Per la tematica di quest’anno, Maerz Musik non poteva non ospitare due star dell’audiovisual generativo come Carsten Nicolai (aka Alva Noto) e Ryoji Ikeda. Le performance sono ospitate nel monumentale edificio ex-DDR Trafo, una vecchia stazione di energia elettrica che ben s’adatta all’estetica di queste performance.
La nuova versione di Unitxt / univrs, di Alva Noto fa riferimento a un linguaggio universale che, come per la matematica, si trasforma in unità, costanti, misure, prefissi ecc. La grafica, come sempre, è il risultato della manipolazione in tempo reale di dati via software, ma la variabile è che Carsten Nicolai, questa volta, fa partecipare al processo performativo condividendo l’interfaccia del software con il pubblico. Le classiche forme d’onda monocromatiche tipiche della raster noton sono ora alternate con colori primari, che rimandano ancora una volta al linguaggio universale.
Nelle ultime giornate del festival assistiamo a Sandglasses, una performance per 4 violoncelli, live electronics e video. Sandglasses è un lavoro di grande impatto scenografico, che usa la tecnica del mapping per proiettare i video su 4 superfici cilindriche di tulle, ognuna delle quali ospita al suo interno ogni singolo musicista.
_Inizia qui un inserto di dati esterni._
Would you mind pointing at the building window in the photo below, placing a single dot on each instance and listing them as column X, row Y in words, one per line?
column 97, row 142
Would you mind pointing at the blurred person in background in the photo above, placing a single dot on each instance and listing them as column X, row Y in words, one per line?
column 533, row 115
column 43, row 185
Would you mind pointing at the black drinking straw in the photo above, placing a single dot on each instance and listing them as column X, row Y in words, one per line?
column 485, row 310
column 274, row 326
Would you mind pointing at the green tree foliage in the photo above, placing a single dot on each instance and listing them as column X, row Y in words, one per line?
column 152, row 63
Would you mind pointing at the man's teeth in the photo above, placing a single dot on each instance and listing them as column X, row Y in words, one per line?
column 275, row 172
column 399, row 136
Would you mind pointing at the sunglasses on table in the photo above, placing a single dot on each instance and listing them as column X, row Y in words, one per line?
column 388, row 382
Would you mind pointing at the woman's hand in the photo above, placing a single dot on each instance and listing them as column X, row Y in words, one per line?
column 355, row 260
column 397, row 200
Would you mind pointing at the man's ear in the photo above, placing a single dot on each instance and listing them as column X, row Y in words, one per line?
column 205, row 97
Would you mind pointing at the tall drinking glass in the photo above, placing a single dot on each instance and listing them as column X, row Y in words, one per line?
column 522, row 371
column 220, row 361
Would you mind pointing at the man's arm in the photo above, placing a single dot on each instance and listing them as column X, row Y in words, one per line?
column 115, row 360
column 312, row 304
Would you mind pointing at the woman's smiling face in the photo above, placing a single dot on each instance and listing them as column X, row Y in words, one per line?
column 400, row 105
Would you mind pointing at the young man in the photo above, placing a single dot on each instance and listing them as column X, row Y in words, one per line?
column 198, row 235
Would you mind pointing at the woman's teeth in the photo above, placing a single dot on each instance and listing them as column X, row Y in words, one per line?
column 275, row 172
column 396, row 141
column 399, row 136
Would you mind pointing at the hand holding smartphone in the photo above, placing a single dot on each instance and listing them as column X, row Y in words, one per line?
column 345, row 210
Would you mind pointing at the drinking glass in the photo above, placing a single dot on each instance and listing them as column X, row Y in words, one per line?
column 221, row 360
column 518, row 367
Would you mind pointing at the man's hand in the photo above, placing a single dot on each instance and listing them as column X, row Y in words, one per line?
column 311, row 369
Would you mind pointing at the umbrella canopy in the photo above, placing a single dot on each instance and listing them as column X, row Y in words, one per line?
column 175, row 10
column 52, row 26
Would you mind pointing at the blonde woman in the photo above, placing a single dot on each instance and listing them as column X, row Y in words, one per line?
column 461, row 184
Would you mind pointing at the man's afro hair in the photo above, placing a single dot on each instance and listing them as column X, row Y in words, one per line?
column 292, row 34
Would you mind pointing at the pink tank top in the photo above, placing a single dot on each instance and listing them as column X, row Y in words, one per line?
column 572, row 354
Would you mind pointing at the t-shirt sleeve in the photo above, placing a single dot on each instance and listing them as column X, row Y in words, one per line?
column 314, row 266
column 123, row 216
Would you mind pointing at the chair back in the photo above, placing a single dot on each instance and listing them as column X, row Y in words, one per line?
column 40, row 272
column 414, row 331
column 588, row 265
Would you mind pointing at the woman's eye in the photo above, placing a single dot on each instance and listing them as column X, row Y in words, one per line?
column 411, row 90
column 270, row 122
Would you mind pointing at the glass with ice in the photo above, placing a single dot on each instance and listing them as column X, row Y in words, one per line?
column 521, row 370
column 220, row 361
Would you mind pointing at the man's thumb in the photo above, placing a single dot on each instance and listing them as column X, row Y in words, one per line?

Inizialmente i video di Luca Scarzella sembrano generati al computer, ma in seguito scopriamo che si tratta di fenomeni reali ripresi da una camera. Ciò nonostante, il ritmo della performance non convince del tutto.
Coinvolgente la proiezione del film Šestaja čast’ mira (1926) del regista e teorico dei media Dziga Vertov con le musiche di Michael Nyman eseguite dal vivo al Volksbühne. Nonostante la composizione di Nyman si riveli presto ripetitiva e semplicistica nell’insieme, l’audience è invitata a rivivere un’epoca passata e respirare l’autentica atmosfera del cinema muto. Il documentario riflette la personale poetica del regista sulla realtà sovietica di quegli anni, anche se intriso da chiare linee propagandistiche e politiche, in cui il capitalismo grida la sua agonia e le differenze etniche di tutta l’Unione Sovietica vengono esaltate.
Va detto comunque che la pellicola fu commissionata dal governo per documentare le esportazioni e le importazioni commerciali della Russia. Vertov sfida il controverso mondo del documentario con inquadrature sperimentali, stop motion e usa le didascalie e il montaggio come elementi metalinguistici, capaci di sottolineare e aumentare il pathos nelle scene.